GRPO-CARE: Consistency-Aware Reinforcement Learning for Multimodal Reasoning
Yi Chen, Yuying Ge, Rui Wang, Yixiao Ge, Junhao Cheng, Ying Shan, Xihui Liu
2025-06-25
Summary
This paper talks about GRPO-CARE, a new reinforcement learning method that helps multimodal large language models better understand videos by improving both the correctness of answers and the logical consistency of their reasoning.
What's the problem?
The problem is that earlier reinforcement learning methods focused mostly on getting the right answers, but the steps of reasoning leading to those answers were often inconsistent or illogical, especially when models had to analyze complex videos.
What's the solution?
The researchers designed GRPO-CARE to use two types of rewards during training: one for correct answers and another adaptive bonus that encourages logical and consistent reasoning steps.

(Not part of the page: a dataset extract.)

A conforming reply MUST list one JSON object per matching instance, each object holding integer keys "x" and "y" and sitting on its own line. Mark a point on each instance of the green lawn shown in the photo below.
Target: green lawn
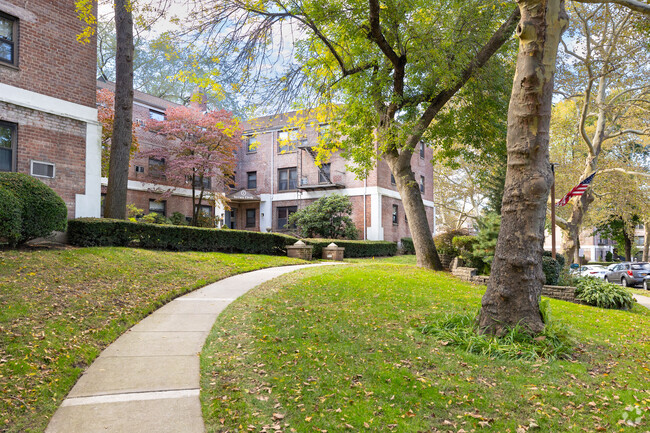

They also created a new benchmark called SEED-Bench-R1 to test the model's abilities in challenging video understanding tasks.
Why it matters?
This matters because it helps build AI systems that don’t just give the right answers but also explain their thinking clearly and sensibly, making them more trustworthy and useful for understanding complex, real-world information like videos.
Abstract
GRPO-CARE, a reinforcement learning framework optimizing for consistency and correctness, outperforms standard GRPO on a new video understanding benchmark, SEED-Bench-R1, improving both performance and logical coherence in multimodal large language models.